By GUY D’ASTOLFO
The Labra Brothers’ musicianship is so tight and well-defined, you’d think they’ve been playing together all their lives.
Of course, they have. The three brothers come from a musical family – their father was a musician who passed down their heritage by teaching them Mexican folk songs as children – and most family gatherings included a jam session.
“We’d be sitting around [after a meal] talking, and sooner or later someone would say ‘where’s the guitars?’,” said Adrian, the oldest of the three brothers, which also include Cristian and David.
The three grew up in Canfield, where Adrian was the first to pick up a guitar.

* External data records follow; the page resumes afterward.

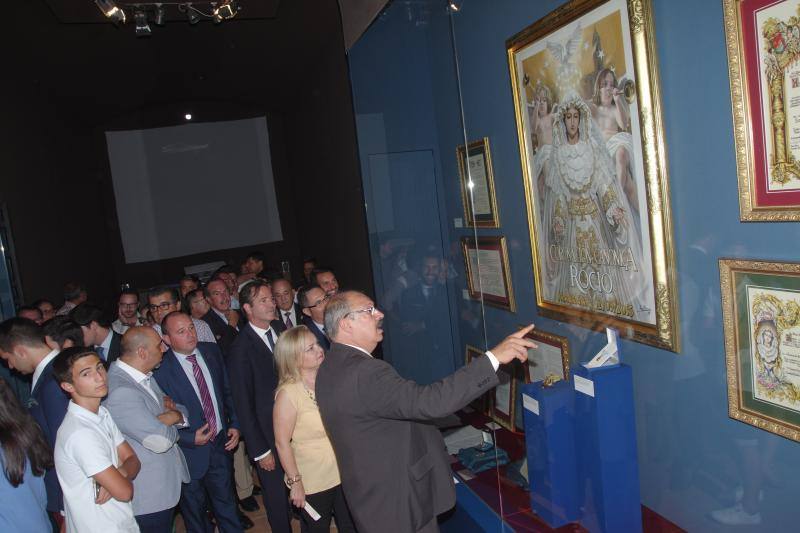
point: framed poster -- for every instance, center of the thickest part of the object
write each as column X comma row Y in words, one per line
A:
column 763, row 40
column 761, row 315
column 488, row 273
column 481, row 403
column 477, row 184
column 586, row 95
column 551, row 356
column 502, row 398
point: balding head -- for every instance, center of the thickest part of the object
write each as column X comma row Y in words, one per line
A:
column 142, row 348
column 351, row 317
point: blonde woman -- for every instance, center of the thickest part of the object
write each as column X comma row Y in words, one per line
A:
column 304, row 450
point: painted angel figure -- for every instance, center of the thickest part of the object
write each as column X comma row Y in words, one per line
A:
column 593, row 251
column 612, row 114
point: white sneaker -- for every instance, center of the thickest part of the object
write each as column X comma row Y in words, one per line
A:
column 739, row 494
column 736, row 516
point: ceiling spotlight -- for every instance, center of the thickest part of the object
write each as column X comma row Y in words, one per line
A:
column 111, row 10
column 140, row 18
column 191, row 12
column 159, row 15
column 226, row 9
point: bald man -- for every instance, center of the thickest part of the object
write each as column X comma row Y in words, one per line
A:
column 149, row 420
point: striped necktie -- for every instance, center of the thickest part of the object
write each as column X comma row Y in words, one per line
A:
column 205, row 395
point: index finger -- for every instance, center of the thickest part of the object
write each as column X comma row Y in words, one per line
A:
column 524, row 331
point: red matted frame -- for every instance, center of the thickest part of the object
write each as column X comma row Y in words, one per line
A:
column 759, row 53
column 478, row 276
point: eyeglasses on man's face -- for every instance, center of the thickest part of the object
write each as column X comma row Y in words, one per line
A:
column 369, row 310
column 163, row 306
column 320, row 301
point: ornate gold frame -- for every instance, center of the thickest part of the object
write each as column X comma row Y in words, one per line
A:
column 749, row 210
column 461, row 155
column 728, row 268
column 553, row 340
column 474, row 292
column 665, row 333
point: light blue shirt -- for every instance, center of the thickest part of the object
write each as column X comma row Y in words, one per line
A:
column 189, row 370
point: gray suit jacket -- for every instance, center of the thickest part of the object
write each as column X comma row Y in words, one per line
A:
column 394, row 467
column 134, row 410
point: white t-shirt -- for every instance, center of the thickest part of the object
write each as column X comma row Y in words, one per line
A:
column 86, row 445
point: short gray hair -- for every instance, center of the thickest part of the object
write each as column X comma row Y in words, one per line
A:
column 337, row 309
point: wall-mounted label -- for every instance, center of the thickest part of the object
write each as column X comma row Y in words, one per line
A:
column 584, row 385
column 531, row 404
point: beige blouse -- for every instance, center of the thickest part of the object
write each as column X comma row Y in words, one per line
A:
column 312, row 449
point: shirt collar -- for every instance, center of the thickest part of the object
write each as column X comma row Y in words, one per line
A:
column 106, row 344
column 221, row 315
column 40, row 367
column 84, row 413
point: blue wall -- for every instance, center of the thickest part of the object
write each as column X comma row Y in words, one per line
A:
column 692, row 455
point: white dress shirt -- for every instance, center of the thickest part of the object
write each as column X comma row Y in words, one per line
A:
column 292, row 315
column 187, row 368
column 138, row 376
column 40, row 368
column 106, row 344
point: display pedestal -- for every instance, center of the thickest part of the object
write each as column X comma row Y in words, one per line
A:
column 606, row 449
column 550, row 443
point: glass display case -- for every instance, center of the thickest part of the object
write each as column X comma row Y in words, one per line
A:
column 485, row 216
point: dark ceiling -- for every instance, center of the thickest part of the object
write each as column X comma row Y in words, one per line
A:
column 86, row 12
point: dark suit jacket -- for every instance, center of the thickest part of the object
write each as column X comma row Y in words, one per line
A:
column 48, row 405
column 176, row 385
column 279, row 325
column 222, row 331
column 392, row 463
column 321, row 338
column 251, row 367
column 114, row 349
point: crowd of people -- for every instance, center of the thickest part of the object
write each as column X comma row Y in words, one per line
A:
column 191, row 391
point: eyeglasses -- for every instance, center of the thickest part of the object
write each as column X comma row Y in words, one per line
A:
column 163, row 306
column 318, row 302
column 371, row 310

“I learned how to play at a very young age, probably 5 or 6,” he said during a recent interview. “Cristian had been listening to me play, so he picked up the bass and it wasn’t long before he could play along with me and do vocal harmonies.”
There was still something missing.
“We told David that he needed to learn to play the saxophone,” said Adrian. “We thought we were missing a horn and so we put it on him.”
“No pressure!,” chimed in David.
“He picked it up and has been playing with us for years,” said Adrian.
Singing came naturally to all three brothers, and so did harmonizing.
“We’ve been singing so long, that these guys were able to jump right in and be able to naturally recognize the third harmony part.”
The band’s intrinsic cohesion is the first thing you notice during a performance. Credit goes not only to nature, but also a strong desire to identify and correct flaws.
“We take criticism so well from each other,” said Cristian.
The Labra Brothers have been performing together as an act for about three years. They have added musicians to the band – Danny Svenson on keyboards, Bob Young on drums and Matt Hayes on auxiliary percussion – that complete the sound and also add flair.
Their songs are rapid-paced jams that blend in Latin influences, funk guitars and a lot of blues.
David sees it as a cross between funk, Latin-flavor and smoother R&B.
“We draw from a lot of influences, a lot of different genres,” added Cristian. “We listened to a lot of Creedence Clearwater Revival, Santana, Bill Withers, the Beatles ...”
Those influences go back to the early days.
“Our dad exposed us to everything,” noted Adrian. “A lot of blues, including Stevie Ray Vaughan and B.B. King.”
The Labra Brothers stay busy with a performance schedule that will take them to Cleveland and Columbus in coming weeks.
Up next is a Friday show at the Rialto Theatre in Akron with the Joy Ike Trio.
Then, on Saturday, the Labra Brothers will return to Federal Frenzy in downtown Youngstown, where they will play on the smaller outdoor stage at 3 p.m.
The act is also working on its first full-length album, which will be released in the fall. It will include three of the songs on the band’s debut EP, plus five other songs that they’ve been playing at shows. All are originals.
To raise funds for the record, the Labra Brothers have started a page on crowd-funding site indiegogo.com.